Da gennaio a oggi abbiamo avuto tre importanti sentenze che hanno riguardato gli insegnanti di religione. È curioso osservare che le pronunce provengono da tre diverse magistrature: la Corte di Giustizia dell’Unione Europea, il Consiglio di Stato, il Tribunale di Vicenza. Allo stesso modo sono diverse le questioni affrontate: il diritto dei docenti precari al medesimo trattamento dei docenti di ruolo (CGUE), il diritto ad accedere alla formazione professionale alle medesime condizioni (CdS), il diritto a non vedersi decurtata la RPD, retribuzione professionale docenti (Tribunale).

La sentenza della Corte di Giustizia dell’Unione Europea è la “madre” di tutte le altre in quanto è quella che ha fissato dei principi giuridici e ha indicato la corretta interpretazione da attribuire alle norme da applicare, ma anche le altre sentenze hanno ribaltato le correnti indicazioni normative. La sentenza del Consiglio di Stato infatti, sostenendo il diritto alla formazione per tutti i docenti con le medesime forme e modalità, ha determinato per i ricorrenti la possibilità di accedere al bonus Carta del Docente. Tale possibilità era stata esclusa dalla legge n. 107/2015 (la Buona Scuola). Tra l’altro non è di poco conto osservare che la sentenza del Consiglio di Stato, conseguente a un ricorso promosso dallo Snadir, quindi per i ricorrenti insegnanti di religione, di fatto apre la strada ai ricorsi dei precari di tutte le altre discipline. Non è un caso che ne abbiano fatto tesoro anche le altre sigle sindacali che si sono affrettate a proporre il medesimo ricorso ai propri iscritti precari.

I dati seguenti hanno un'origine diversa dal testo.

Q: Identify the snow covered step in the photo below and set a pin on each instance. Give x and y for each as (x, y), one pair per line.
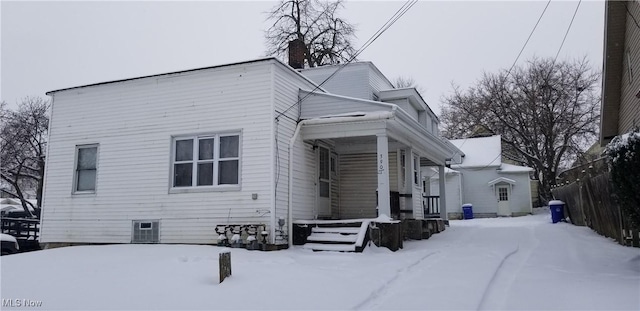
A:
(346, 230)
(333, 237)
(330, 247)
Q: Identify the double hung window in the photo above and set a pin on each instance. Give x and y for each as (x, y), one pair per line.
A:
(86, 169)
(206, 161)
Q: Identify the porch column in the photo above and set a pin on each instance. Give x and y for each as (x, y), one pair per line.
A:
(409, 182)
(443, 196)
(384, 206)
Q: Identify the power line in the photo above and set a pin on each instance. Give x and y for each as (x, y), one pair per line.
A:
(632, 17)
(530, 34)
(397, 15)
(567, 32)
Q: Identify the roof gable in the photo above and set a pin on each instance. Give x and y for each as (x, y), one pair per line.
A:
(479, 152)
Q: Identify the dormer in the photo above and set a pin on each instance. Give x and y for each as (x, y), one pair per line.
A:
(359, 80)
(409, 100)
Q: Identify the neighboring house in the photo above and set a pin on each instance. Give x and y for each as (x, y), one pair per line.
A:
(621, 70)
(168, 158)
(494, 188)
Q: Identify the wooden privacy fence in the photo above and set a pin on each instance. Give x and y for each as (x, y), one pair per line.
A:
(589, 202)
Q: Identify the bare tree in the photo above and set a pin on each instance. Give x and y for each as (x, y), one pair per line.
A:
(546, 112)
(23, 139)
(326, 37)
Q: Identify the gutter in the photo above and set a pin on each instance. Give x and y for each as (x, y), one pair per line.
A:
(375, 117)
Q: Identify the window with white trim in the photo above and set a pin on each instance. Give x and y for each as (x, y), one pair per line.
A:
(416, 170)
(86, 169)
(206, 161)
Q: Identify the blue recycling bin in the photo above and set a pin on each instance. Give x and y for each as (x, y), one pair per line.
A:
(467, 211)
(556, 208)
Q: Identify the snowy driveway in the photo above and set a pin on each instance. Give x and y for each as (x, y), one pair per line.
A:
(481, 264)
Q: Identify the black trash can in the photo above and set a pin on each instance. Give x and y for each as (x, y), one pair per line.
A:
(467, 211)
(556, 207)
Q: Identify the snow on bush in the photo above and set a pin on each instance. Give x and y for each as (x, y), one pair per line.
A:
(623, 157)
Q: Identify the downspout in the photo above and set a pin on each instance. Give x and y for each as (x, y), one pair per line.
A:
(289, 206)
(381, 116)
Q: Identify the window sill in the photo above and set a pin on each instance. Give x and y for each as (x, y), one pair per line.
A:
(83, 193)
(205, 189)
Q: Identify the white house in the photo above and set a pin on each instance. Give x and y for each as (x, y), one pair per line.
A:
(492, 187)
(170, 158)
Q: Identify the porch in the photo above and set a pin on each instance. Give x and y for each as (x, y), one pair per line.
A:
(354, 235)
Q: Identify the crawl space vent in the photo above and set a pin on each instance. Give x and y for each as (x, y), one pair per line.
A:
(145, 231)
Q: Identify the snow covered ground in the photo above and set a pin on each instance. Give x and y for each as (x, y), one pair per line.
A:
(480, 264)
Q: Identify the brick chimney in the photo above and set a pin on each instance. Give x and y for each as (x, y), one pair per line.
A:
(296, 54)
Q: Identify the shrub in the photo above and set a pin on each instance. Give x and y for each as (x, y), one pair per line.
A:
(623, 157)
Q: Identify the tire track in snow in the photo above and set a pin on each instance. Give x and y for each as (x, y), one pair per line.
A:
(497, 290)
(379, 294)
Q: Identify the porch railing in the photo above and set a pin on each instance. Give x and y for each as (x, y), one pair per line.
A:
(431, 205)
(26, 231)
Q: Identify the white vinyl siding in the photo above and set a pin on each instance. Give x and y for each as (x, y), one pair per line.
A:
(134, 122)
(481, 195)
(453, 187)
(285, 95)
(359, 181)
(629, 113)
(317, 105)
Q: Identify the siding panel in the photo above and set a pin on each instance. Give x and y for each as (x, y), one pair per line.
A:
(133, 123)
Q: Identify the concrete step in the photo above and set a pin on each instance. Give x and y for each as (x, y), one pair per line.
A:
(332, 237)
(330, 247)
(345, 230)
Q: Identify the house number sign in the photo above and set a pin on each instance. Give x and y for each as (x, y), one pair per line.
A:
(380, 163)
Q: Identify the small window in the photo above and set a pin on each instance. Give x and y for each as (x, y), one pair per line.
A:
(403, 167)
(503, 194)
(206, 161)
(416, 171)
(145, 231)
(86, 169)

Nella medesima scia dei principi affermati dalla Corte di Giustizia dell’Unione europea, si muove anche la recentissima sentenza del Tribunale di Vicenza che ha accolto le motivazioni dei ricorrenti, sostenuti dallo Snadir, e ha affermato che “le mansioni svolte (…) dai docenti titolari di incarichi a breve o brevissimo termine, non appaiono (…) differire da quelle svolte dai docenti a tempo indeterminato o da quelli assunti a tempo determinato con termine fissato al 30 giugno o al 31 agosto”. Non si giustifica quindi una decurtazione della retribuzione sostenuta dalla mancanza di ricostruzione di carriera: le mansioni svolte e il carico orario settimanale sono gli stessi quindi non è giustificabile un diverso e penalizzante trattamento economico che priva il lavoratore della retribuzione professionale docenti, che è una delle voci retributive contrattualmente fissate.

La Magistratura ripara ciò che la Pubblica amministrazione guasta, per fortuna, e per questo invitiamo ancora una volta tutti i colleghi interessati a compilare i “form” presenti sul sito internet dello Snadir (www.snadir.it) in corrispondenza delle diverse notizie riportate.

La tutela dei diritti degli insegnanti è il nostro obiettivo, continuiamo con ogni risorsa e con grande impegno a perseguirlo grazie soprattutto al sostegno di voi tutti.